A bread roll that looked like a cross between Irish soda bread and a hot-cross bun turned out to have a crisp crust with a moist, yeasty interior full of pistachios and dried nuts. The roll was still warm when we bought it at 11:00am, and the cream cheese filling was fluffy and slightly sweet. (The Korean version of a bagel with cream cheese, perhaps?) I would definitely buy this again and have it with a cup of coffee in the morning, though perhaps not at the shop itself. A flatter version, also filled with cream cheese, was palatable too.
A mango-mousse cake concoction was topped off with plenty of juicy, fresh pieces of mango. The mango mousse cake was airy, the cake layer was appropriately moist.

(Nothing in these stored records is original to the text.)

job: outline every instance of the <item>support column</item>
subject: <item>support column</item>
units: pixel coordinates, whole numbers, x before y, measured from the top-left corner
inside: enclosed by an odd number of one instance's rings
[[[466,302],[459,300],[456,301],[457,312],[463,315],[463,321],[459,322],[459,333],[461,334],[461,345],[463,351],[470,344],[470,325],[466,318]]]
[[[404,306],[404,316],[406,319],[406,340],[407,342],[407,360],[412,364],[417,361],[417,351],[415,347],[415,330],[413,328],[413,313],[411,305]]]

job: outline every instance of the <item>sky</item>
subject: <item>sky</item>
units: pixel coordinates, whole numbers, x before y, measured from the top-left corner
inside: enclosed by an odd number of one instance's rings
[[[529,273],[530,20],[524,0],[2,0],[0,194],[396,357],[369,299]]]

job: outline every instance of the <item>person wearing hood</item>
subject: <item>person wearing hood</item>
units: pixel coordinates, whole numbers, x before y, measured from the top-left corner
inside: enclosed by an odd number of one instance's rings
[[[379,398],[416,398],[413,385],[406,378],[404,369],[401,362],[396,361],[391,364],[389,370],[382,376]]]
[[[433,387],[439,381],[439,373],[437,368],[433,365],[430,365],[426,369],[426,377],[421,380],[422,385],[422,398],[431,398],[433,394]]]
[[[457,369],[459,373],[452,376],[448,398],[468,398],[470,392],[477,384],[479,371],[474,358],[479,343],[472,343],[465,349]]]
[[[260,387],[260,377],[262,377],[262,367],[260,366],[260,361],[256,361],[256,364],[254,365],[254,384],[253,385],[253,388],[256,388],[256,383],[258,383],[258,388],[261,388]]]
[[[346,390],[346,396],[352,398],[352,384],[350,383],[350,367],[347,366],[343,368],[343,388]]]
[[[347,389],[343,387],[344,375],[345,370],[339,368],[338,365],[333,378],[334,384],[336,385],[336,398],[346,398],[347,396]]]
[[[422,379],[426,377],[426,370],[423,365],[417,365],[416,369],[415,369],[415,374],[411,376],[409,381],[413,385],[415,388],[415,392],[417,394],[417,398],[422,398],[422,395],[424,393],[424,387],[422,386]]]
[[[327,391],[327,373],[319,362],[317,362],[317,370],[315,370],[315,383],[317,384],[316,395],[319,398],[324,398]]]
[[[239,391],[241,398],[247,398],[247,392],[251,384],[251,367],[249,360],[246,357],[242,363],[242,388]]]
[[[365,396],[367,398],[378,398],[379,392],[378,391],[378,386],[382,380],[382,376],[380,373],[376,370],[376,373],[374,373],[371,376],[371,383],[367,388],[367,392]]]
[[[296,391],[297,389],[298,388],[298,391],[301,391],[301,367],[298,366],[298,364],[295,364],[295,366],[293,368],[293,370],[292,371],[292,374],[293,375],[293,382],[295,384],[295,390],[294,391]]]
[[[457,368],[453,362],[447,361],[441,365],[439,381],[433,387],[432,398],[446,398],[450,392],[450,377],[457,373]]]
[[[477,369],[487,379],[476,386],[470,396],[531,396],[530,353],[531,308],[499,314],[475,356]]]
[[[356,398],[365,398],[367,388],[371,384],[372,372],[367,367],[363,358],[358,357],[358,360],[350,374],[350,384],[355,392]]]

We'd never encountered the white bean filling, which was next to the red and green bean rolls. The roll was the standard eggy dough that Asian bakeries use, but it was the small details that made it better: a moist crumb that stretched out a little with each bite, and a fluffy overall texture. The filling itself was too sweet for our taste.
A cream cheese roll with a fluked cylindrical shape looked like an overgrown biscuit, turned out to be bread studded with bits of candied citrus peel and a citrus flavored cheese filling. Neither the bread nor the filling was great, but together they were a pleasant enough combination.
From the selection of korokes (fried dough with savory fillings), we chose the potato koroke, which was full of peas and potatoes. We would have liked it better savory.
Canneles came three to a pack for two bucks, but they were eggy without any hint of burnt sugar on the bottoms.
Bottom line: You're better off going to a French bakery for the pastries and a Japanese bakery for sweet Asian-style rolls, but go to Koryodang for the breads and cakes. Breads are under $1.50; cakes are beautifully done and range from $3-5.